As she drive with BIRN towards the location of the grave in Jadar where her husband was found, Efendic says that this was a place in which she spent a wonderful childhood.
“Who would have thought there would be a mass grave there someday?” she asked.
Abdulkadir Velic was a 20-year-old medical technician in the wartime hospital in Srebrenica. He refused to leave wounded men behind, and stayed with them as they were transported by Serb forces from Srebrenica to a school in Luke in July 1995.
One of the men who was in that convoy of wounded men was Sadik Selimovic.

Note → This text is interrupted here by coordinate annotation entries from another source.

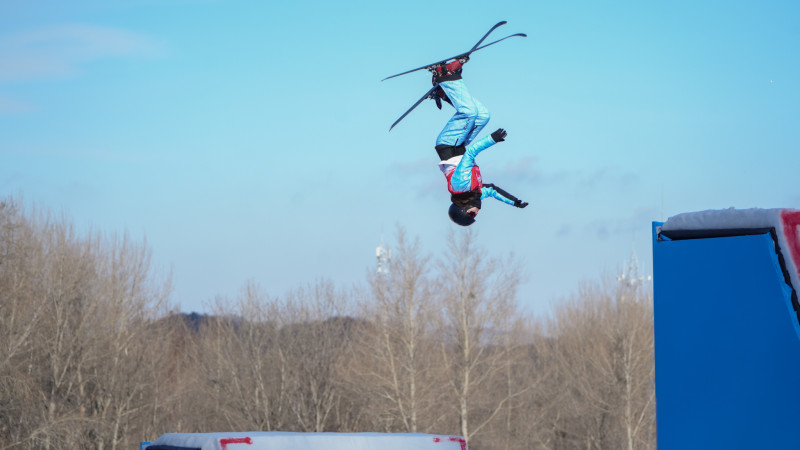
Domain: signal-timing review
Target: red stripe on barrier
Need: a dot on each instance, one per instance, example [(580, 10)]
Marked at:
[(224, 442), (791, 232)]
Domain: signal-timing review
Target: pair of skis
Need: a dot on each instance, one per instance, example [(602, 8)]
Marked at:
[(433, 66)]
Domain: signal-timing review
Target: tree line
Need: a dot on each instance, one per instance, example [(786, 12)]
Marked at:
[(93, 354)]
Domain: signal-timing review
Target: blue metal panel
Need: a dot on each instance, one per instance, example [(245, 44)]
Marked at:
[(726, 344)]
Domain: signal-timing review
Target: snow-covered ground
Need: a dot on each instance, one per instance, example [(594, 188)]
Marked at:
[(786, 223), (309, 441)]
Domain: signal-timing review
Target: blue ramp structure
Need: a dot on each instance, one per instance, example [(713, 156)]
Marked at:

He recalls that Serb soldiers divided the men up in Luke. Some were sent on to Kladanj to the Bosnian Army, some returned to Bratunac, and some stayed in the school.
Velic’s family discovered he had been forced to stay in Luke when some of the prisoners made it to Kladanj. They had hoped nothing bad would happen, as he was protected under international law as a medical technician.
That hope disappeared however Velic’s remains were discovered shortly after the war together with those of some 25 other men in the village of Tisca. Admir Velic, Abdulkadir’s brother, then tried to discover the truth.
“We learned that one man survived this massacre. He was in the school and he gave us a book that told the story of what happened. He described how, prior to the killings, Abdulkadir was abused more than the others. Until he had consciousness,” said Velic.
Haska Velic, Abdulkadir and Admir’s mother, says her life can never be the same again – and that the perpetrators of the killings, who are still at liberty, must finally be identified and prosecuted.
“I wish they would find whoever did this. To punish him, so he is not free… We will never be free again,” she said.